His lips and one eye are now black.. I wonder if hes going that direction...


----------



## MrVampire181 (May 12, 2009)

You'll never know...that's why we love marbles!


----------



## dramaqueen (Jul 7, 2008)

Marble bettas are like a box of chocolates... you never know what you're gonna get. lol


----------



## MrVampire181 (May 12, 2009)

dramaqueen said:


> Marble bettas are like a box of chocolates... you never know what you're gonna get. lol


 MMM Tasty...well the chocolate not the bettas


----------



## dramaqueen (Jul 7, 2008)

lol!!!


----------



## BunniesLair (Jul 20, 2010)

*Updated Photos*

Ok Mr. T aka FishyFace has some new photos. 11-29-2010

Almost all his green on his body is gone now. He has a bit remaining on by his tail. His fins are losing colors in stripes. Rather odd to me. 

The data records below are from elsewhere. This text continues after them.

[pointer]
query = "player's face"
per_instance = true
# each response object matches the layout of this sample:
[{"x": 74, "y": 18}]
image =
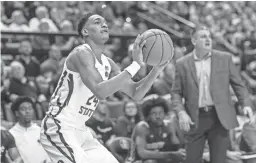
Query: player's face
[
  {"x": 131, "y": 109},
  {"x": 25, "y": 112},
  {"x": 203, "y": 40},
  {"x": 97, "y": 29},
  {"x": 157, "y": 115}
]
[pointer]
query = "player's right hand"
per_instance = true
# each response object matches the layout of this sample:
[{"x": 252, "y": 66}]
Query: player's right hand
[
  {"x": 137, "y": 50},
  {"x": 184, "y": 121}
]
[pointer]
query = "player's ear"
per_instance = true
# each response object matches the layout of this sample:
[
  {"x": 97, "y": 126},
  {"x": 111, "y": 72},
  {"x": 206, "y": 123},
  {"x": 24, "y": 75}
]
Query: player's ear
[
  {"x": 85, "y": 32},
  {"x": 193, "y": 40},
  {"x": 16, "y": 113}
]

It looks to me like his lips are turning black, and around his gills are turning dark too. I couldn't get a photo of him. He likes to dart around and moves too fast for me. So I apologize about the lousy photo quality.


----------



## NikiandBeyond (Nov 26, 2010)

He has a very nice mustache! If he gets a beard too, he'll be very much like Mr. T! :brow:


----------



## purplemuffin (Aug 12, 2010)

I love Marbles! So crazy!


----------



## dramaqueen (Jul 7, 2008)

He's very pretty!!


----------



## WolfLinket (Nov 15, 2010)

BunniesLair said:


> Ok Mr. T aka FishyFace has some new photos. 11-29-2010
> 
> Almost all his green on his body is gone now. He has a bit remaining on by his tail. His fins are losing colors in stripes. Rather odd to me.
> 
> It looks to me like his lips are turning black, and around his gills are turning dark too. I couldn't get a photo of him. He likes to dart around and moves too fast for me. So I apologize about the lousy photo quality.


Cool he's looking better! He looks like he'll be a dragon betta or a *combodian (Sorry for bad spelling)
*


----------